As mencionadas manobras — que se tornaram corriqueiras e variadas — nos ajudam a compreender melhor uma obviedade: o futebol — dentro e fora dos gramados —, enquanto uma dimensão explícita de nossa sociedade, ou ainda um espelho dela própria, é facilmente corrompido na mesma medida em que corrompe. Por sua natureza esportiva, de competição, e pela forma como as pessoas se relacionam com ele, com seus clubes e por toda passionalidade e parcialidade envolvidas, dificilmente sairei ileso após realizar esta discussão, como, aliás, todos — raros — que se aventuram por tentar fugir do senso comum e do linguajar folhetinesco presente na maioria dos textos produzidos.

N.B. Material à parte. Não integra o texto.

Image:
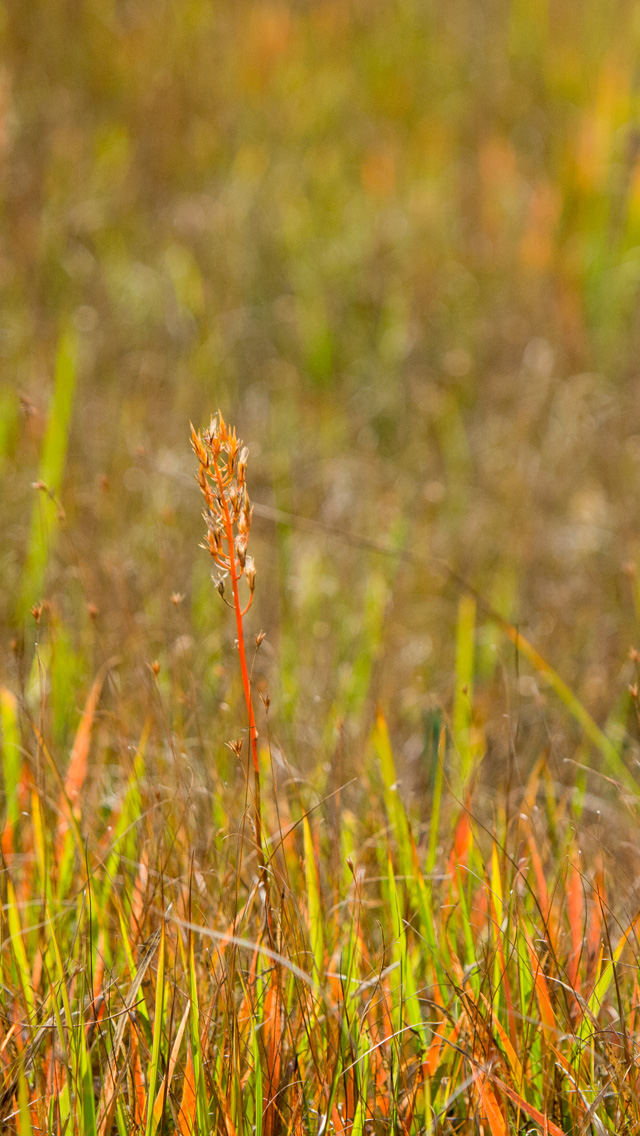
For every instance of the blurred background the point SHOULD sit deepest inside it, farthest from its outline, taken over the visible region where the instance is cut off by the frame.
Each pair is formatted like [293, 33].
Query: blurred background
[398, 244]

Defendendo diversos interesses, às vezes inconfessáveis, não se admite, sob nenhum aspecto ou circunstância, que os clubes do centro do futebol brasileiro são os maiores beneficiados na história das competições e que muitas de suas conquistas (não todas, evidentemente) foram erigidas sobre as ruínas da dignidade e da honestidade, sem um mínimo de decência. Apontar esquemas de corrupção — ainda que amplamente noticiados — que redundaram em benefício deste ou daquele time, em arbitragens tendenciosas, em julgamentos políticos via justiça desportiva, é ser imediatamente rotulado de tolo e parcial. Não se discute a questão, apenas rejeita-a sumariamente, por vezes através de frases pré-fabricadas: “teoria da conspiração”; “juiz erra para todos os lados”; “todos os clubes aceitaram o regulamento no início da competição”; “só reclama porque perdeu” e por aí fora. Não se pretende aqui testar qualquer hipótese e construir, nos moldes convencionais, qualquer tese convencional, até mesmo porque isso fugiria totalmente ao escopo de um trabalho acadêmico, tal como penso o papel de crítica e de leitura da universidade. Projeta-se, no mínimo, o direito de se discutir e afirmar, com

conhecimento de causa, aquilo que nos propomos a fazer e como isso pode nos ajudar a melhor compreensão de nós mesmos e de nosso papel na sociedade moderna.